Some you do. Like the frozen cans of it.
That’s it. That’s all. Now are numbers 1 or 2 the case or not? Just a simple yes or no will suffice. If yes, then there is no debate about it because that’s all I’m (and have been) trying to say, haha.
Concentrated orange juice is what you get if you buy the frozen stuff in the little cans to which you have to add some water (typically 2 or 3 cans) to get it back to the right level.
“Not from concentrate” is typically seen on cartons of orange juice (or other juices) in the case with the milk. It ready to drink, but is not fresh squeezed and may have been pasteurized to extend its shelf life.
Both of them try to approximate what you get if you just squeeze an orange over a cup.
You could call it “orange juice” if you take frozen concentrate and reconstitute it from a can.
You could also call it “cheese” what we put on hamburgers.
While both are culinarily somewhat valid definitions, they do not enlighten us as to the etymology. Why do we call it orange juice? Because of how it was made when it was named — that is, unsweetened, no additives, squeezed directly from the fruit — regardless how it later came to be industrially processed and packaged.

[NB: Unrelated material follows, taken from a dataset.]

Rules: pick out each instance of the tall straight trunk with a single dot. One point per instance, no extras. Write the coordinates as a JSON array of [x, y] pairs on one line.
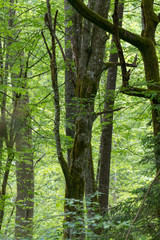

We are concerned with how it came to be called orange juice in the first place; frozen concentrate came later.
I don’t get what the argument about orange juice is all about.
You can buy “Orange juice from concentrate”
You can buy “Orange juice not from concentrate” (that’s how it tends to be labelled in Britain, anyway)
You can squeeze your own oranges
You can dilute any of the above, should you wish
I’m presuming that if you know where to get it, it’s possible to buy the concentrate for the top option, too, just not at the supermarket
What am I missing?
Since we’re in an etymological discussion about what things are called, and why, some of us are spinning theories about word usage while others are talking recipes. I have no idea why that is.